If you are a market researcher, and you want to make sure that you get more reliable results for a subgroup in a survey, what do you do? You must increase the overall sample size (and spend a lot of money), right?

Actually, you don’t.

You can oversample that group only, and then weight it down to its known proportion in the population. For example, you may want to increase the number of managers and decrease the number of housewives (because the former are usually more heterogeneous than the latter). Oversampling is a common research method, and a very cost-effective way to get precise estimates for a subgroup.

This is a real-world solution, and if we have finite resources to solve a real-world problem, resource allocation must be part of the equation. Higher variability usually demands for more resources.

Why is this relevant in a blog about charts and information visualization? Glad you ask.

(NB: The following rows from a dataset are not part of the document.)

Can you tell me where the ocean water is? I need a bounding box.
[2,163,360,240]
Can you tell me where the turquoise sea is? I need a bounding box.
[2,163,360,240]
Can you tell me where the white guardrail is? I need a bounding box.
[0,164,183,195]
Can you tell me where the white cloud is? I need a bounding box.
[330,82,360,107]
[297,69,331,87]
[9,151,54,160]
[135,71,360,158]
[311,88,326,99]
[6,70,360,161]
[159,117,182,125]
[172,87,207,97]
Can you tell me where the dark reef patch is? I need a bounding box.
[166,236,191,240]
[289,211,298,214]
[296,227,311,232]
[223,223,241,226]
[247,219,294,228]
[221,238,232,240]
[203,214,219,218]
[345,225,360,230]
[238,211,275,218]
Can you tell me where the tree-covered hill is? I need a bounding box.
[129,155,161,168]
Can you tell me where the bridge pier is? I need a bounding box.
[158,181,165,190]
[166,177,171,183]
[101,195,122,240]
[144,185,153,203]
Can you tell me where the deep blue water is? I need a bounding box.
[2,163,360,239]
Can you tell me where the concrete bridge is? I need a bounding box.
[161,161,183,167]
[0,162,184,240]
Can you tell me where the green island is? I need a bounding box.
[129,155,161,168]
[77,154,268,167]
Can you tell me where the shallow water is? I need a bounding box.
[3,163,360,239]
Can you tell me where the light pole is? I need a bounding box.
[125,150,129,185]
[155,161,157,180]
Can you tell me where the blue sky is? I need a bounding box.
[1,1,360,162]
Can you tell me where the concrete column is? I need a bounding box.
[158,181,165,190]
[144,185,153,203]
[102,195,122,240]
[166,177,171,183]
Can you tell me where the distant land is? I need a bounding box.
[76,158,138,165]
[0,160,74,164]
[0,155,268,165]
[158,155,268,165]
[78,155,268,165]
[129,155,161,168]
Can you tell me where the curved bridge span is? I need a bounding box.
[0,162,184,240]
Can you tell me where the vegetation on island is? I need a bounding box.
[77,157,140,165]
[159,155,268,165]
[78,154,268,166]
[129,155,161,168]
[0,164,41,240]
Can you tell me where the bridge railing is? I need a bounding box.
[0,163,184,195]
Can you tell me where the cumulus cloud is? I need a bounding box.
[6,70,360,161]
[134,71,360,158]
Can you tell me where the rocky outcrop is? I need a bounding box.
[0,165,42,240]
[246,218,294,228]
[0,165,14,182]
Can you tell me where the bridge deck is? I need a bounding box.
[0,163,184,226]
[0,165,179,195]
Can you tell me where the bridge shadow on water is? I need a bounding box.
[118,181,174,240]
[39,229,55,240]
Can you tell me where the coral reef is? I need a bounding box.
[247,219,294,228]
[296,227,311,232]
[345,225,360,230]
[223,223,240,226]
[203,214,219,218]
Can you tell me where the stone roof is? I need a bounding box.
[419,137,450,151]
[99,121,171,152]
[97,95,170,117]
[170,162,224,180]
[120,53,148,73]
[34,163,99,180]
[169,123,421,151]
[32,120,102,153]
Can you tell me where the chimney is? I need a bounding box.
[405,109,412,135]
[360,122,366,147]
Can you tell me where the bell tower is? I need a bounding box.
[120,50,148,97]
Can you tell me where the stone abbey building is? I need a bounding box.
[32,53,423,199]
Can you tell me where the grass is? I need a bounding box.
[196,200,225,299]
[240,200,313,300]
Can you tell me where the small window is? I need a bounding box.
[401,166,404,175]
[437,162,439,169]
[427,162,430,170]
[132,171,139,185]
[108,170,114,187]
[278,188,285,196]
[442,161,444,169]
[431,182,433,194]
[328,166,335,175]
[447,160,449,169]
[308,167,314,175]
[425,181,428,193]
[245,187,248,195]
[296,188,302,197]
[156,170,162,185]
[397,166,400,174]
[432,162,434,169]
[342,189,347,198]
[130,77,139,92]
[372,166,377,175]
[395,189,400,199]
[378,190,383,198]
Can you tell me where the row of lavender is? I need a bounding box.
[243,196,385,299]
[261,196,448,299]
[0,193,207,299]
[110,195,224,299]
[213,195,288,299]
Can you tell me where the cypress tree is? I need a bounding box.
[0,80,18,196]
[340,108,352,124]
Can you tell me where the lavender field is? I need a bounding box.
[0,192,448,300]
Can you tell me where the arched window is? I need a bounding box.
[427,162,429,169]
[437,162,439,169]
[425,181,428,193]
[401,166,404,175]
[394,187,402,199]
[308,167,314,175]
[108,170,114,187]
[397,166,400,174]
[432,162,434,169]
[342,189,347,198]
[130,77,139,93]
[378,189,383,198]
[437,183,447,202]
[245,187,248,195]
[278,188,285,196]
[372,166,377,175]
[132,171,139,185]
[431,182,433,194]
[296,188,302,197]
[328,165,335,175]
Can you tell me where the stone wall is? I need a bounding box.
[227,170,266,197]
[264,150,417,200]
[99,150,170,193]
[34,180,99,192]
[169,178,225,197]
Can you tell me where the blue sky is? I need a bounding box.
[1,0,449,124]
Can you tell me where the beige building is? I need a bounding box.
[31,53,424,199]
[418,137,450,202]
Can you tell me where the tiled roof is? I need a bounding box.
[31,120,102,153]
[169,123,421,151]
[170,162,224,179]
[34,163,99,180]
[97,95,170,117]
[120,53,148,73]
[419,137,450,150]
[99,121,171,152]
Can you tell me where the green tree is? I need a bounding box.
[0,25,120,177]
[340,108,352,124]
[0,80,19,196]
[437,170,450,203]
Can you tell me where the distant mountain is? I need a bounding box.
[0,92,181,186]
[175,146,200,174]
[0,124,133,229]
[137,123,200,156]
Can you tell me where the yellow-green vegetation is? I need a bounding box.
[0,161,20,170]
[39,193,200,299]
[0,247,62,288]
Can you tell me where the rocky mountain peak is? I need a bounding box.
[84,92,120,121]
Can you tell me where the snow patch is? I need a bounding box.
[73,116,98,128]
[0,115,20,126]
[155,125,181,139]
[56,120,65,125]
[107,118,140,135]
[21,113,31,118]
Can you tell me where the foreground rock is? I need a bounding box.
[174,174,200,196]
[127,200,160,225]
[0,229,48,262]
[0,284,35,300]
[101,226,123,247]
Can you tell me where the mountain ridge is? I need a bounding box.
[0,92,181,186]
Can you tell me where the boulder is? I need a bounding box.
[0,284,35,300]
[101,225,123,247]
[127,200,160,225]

The Great Irregular Interval Debate

Let me give you an example. A while back, Jon Peltier wrote in his blog:

I don’t understand the obsession with an equal date interval. A line chart need not show the trend of only evenly-spaced data. Suppose I am observing temperatures, and I decide for simplicity that where the temperature hasn’t changed, or where it has been changing steadily, I do not need to record every value. Overnight after the temperature has dropped, I can characterize my temperature profile with one point per hour. As the sun rises, I may need more frequent recordings to capture the morning warm up. Then the clouds blow over, it starts to rain, then it clears up again; I may need minute-by-minute data points to track this. When I make my plot, is it any less relevant because the spacing of the data ranges from minutes to hours?

This is oversampling, and a wise resource allocation, too. In a survey, you weight the subgroup down to its right proportion, and that’s also what you do in a chart, when irregular date intervals are displayed proportionally.

Stephen Few disagrees:

Using a line to connect values along unequal intervals of time or to connect intervals that are not adjacent in time is misleading.

Furthermore:

How could we trust graphical representations of time series or frequency distributions if their shapes could have been altered by inconsistently manipulating the sizes of intervals along the scale, either arbitrarily or intentionally to deceive? We can derive meaning from patterns and trends that these graphs display only if the intervals are consistent.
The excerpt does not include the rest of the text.